But injustice in Palestine does not end in Palestine and justice in Palestine does not start there; it starts and ends within us. Injustice as disparity based on what the political philosopher, John Rawls, once called “the natural lottery” is strikingly present in many of our own relationships to those suffering in Palestine and indeed to most others in this world. As Americans, we are in possession of innumerable privileges in resources, land, leisure time and freedom, not principally on the basis of ethnicity or religion, but on the basis of no less fortuitous conditions of nationality and domicile.
To be aware of this privilege is the first step in understanding and achieving justice. To dismantle this privilege is to actually begin to achieve it. For doing justice in the context of this global system of opportunity for some and its absence for others is to actively reverse the system. It is to reject personal privilege as part of the process of rejecting institutionalized social, economic and political privilege. Justice is the act of renouncing some of one’s own advantage, be it money, resources, leisure time or freedom, so that those without might have them. It is to make the world more equal by making one’s own relation! ship with the underprivileged less unequal, thereby bringing equality into existence. Justice, like peace, is surpassingly a condition lived, not merely pursued—or, more properly, lived in its own pursuit.
Encouragingly, everyday, more and more individuals are rejecting privilege in justice’s pursuit. Their choices are the outcome of a trinity of modern information technology, greater access to economic security and career choice and the basic human sentiment of empathy and adherence to the ideals of equality and liberty.
Technology has offered the world’s privileged classes increased exposure to the enormous human suffering that exists in this world. Though the mass media’s uncritical posture, narrow perspective and sophomoric choice of topics to report on (from Joey Buttafuco’s shenanigans, to the endless O.J. Simpson trial, to the Nancy Kerrigan fiasco, to the Monica Lewinsky scandal, to the various other episodes of local and personal mischief transformed into international incidents) acts as a form of censorship of this tremendous suffering, with the rise of the Internet and modern information technology more generally, fewer and fewer individuals, particularly in post-industrial societies, can credibly claim ignorance about the plight of suffering human beings all across this planet.
Complementing this information has been the emergence of a broader array of career choices for many middle- and upper-class Americans, whose relative economic security and wider access to information has afforded them the opportunity to choose careers borne of interest rather than economic necessity. Their increased choices are the product of the world’s increased—though unevenly distributed—wealth, itself the result of capitalism’s character as a system of considerable economic production, an attribute which even Marx himself acknowledged. With that wealth—and its corresponding increase in collective human capacity to alleviate suffering, particularly through non-governmental and intergovernmental organizations—more and more individuals are afforded the opportunity to help do exactly that, which, increasingly, many are.
They are young men and women more enthusiastic about serving the various causes of justice than the institutions of power. They are Gramsci’s “organic intellectuals”, moved by basic human empathy and the humanistic ideals of equality, liberty and justice. They understand that economic exploitation, national supremacy, political hegemony and military domination are not privileges afforded to some human beings, but curses inflicted on all humanity.
They are the doctors who would rather dwell in dilapidated hostels while helping to prevent AIDs in Africa than in luxurious hotels to serve a different clientele.
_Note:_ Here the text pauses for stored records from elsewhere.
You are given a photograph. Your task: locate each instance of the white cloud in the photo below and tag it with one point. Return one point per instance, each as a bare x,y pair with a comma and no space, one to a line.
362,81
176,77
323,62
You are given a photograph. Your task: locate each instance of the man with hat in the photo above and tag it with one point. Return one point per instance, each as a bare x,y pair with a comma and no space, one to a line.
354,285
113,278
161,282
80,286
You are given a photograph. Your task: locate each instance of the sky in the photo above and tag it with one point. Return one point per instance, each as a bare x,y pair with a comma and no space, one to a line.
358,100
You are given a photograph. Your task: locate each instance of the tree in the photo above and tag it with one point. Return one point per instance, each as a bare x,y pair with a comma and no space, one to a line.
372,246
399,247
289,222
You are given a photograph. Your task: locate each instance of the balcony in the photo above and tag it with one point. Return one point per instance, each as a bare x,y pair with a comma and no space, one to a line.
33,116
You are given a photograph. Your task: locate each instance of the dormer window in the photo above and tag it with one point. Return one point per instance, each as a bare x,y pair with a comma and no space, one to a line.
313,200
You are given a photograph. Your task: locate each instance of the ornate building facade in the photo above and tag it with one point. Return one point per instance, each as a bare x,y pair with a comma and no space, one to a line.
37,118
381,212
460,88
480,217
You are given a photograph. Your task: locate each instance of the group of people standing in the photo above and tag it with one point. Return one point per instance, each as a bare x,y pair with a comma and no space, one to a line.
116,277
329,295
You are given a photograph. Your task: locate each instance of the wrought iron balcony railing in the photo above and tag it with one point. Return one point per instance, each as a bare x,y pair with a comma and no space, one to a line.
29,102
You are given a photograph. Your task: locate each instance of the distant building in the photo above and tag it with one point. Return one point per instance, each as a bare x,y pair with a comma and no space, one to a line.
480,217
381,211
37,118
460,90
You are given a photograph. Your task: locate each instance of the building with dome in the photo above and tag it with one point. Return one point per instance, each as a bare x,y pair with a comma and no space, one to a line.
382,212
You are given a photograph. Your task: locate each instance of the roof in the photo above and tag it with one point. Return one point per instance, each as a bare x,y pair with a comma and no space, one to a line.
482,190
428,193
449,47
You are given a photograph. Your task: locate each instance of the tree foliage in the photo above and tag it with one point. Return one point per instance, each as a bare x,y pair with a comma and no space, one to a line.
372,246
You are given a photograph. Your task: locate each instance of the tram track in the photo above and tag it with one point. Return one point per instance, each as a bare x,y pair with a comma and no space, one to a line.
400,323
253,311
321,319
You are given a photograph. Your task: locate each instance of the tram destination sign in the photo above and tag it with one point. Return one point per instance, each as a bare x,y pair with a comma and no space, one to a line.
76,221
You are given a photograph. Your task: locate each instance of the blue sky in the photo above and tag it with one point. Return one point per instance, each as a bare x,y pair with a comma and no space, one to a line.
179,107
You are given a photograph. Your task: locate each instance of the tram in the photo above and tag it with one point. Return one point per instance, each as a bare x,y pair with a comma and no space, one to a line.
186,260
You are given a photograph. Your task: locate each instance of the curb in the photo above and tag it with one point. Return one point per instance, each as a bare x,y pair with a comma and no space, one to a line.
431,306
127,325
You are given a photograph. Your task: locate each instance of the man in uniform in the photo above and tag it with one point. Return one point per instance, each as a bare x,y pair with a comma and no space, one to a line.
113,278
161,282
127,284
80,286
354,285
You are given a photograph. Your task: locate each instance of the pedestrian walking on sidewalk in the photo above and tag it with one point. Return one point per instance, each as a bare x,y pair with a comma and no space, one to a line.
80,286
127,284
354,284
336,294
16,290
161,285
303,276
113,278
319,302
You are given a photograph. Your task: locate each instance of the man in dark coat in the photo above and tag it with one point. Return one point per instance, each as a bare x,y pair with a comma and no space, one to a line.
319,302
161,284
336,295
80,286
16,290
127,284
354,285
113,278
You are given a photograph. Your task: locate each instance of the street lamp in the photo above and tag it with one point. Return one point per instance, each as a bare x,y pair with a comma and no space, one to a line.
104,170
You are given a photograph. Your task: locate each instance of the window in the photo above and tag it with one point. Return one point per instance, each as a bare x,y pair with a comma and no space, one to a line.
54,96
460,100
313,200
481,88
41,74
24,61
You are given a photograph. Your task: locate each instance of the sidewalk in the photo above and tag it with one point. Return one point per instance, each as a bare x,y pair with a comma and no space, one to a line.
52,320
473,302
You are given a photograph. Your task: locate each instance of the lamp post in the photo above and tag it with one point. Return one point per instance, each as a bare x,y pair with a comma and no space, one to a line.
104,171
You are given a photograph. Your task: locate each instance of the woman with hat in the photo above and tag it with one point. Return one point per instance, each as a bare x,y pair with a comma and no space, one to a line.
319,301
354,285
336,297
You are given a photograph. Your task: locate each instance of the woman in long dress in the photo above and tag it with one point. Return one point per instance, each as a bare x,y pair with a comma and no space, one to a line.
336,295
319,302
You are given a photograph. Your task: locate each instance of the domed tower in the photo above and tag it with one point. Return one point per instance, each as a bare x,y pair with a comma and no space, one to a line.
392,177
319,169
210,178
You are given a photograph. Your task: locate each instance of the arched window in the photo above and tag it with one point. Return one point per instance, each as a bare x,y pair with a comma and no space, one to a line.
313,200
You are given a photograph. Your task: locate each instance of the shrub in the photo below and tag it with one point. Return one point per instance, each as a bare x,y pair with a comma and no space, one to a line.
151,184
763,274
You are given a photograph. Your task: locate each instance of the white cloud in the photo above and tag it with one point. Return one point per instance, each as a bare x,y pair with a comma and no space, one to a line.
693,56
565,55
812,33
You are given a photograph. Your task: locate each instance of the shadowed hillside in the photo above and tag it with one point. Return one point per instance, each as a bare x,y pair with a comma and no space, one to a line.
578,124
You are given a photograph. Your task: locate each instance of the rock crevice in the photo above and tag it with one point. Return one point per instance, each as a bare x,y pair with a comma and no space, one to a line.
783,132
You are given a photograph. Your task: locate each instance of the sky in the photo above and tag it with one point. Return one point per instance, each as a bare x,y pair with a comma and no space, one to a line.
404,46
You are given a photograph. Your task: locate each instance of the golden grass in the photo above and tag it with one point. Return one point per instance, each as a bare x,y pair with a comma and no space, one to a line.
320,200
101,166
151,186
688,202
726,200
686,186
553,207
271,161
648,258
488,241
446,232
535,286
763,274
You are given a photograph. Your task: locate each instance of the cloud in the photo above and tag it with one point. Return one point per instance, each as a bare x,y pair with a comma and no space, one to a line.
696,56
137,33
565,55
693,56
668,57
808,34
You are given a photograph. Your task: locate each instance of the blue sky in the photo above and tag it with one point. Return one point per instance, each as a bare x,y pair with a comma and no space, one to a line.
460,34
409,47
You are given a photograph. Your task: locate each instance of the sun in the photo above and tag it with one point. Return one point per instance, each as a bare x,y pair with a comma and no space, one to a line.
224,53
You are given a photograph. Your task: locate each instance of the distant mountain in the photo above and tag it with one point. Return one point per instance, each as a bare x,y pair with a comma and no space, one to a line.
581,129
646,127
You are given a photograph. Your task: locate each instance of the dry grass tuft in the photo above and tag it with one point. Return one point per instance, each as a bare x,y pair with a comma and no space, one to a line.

They are the young lawyers who graduate from the country’s most prestigious law schools, but who would rather make pennies committing their lives to dignity for the disenfranchised than make millions writing contracts and seeking tax loopholes for major corporations. They are the many generous donors who contribute their wealth to noble charitable and political causes rather than to lavish excesses. Among them is the much-revered Palestinian leader, Edward Said, who eschewed the tranquil career of accomplished academic in favor of the often dangerous role of spokesman for his people. These men and women, who prefer the undeserved discomforts of seeking justice to the injustices of seeking undeserved comfort, are the true shepherds of peace in our time.
Theirs was the spirit found in the words and actions of Rachel Corrie, who, just weeks before her death, wrote from the now-devastated Palestinian city of Rafah: “I look forward to increasing numbers of middle-class privileged people like you and me becoming aware of the structures that support our privilege and beginning to support the work of those who aren’t privileged to dismantle those structures.”
In living her words, Rachel Corrie became more than a brave woman who sacrificed her life to protect an innocent Palestinian family (though that she certainly was); she became the most celebrated symbol of a new generation of human beings who refuse to eat from tainted fruits of the tree of injustice. No investigation and no law can sufficiently honor the meaning or legacy of Rachel Corrie. Rachel Corrie can only be honored when more “people like you and me” follow in her path, sacrifice of ourselves and become the justice that we so eagerly seek, and that she so graciously became.
G. S. Naggiar is President of the American Association for Palestinian Equal Rights.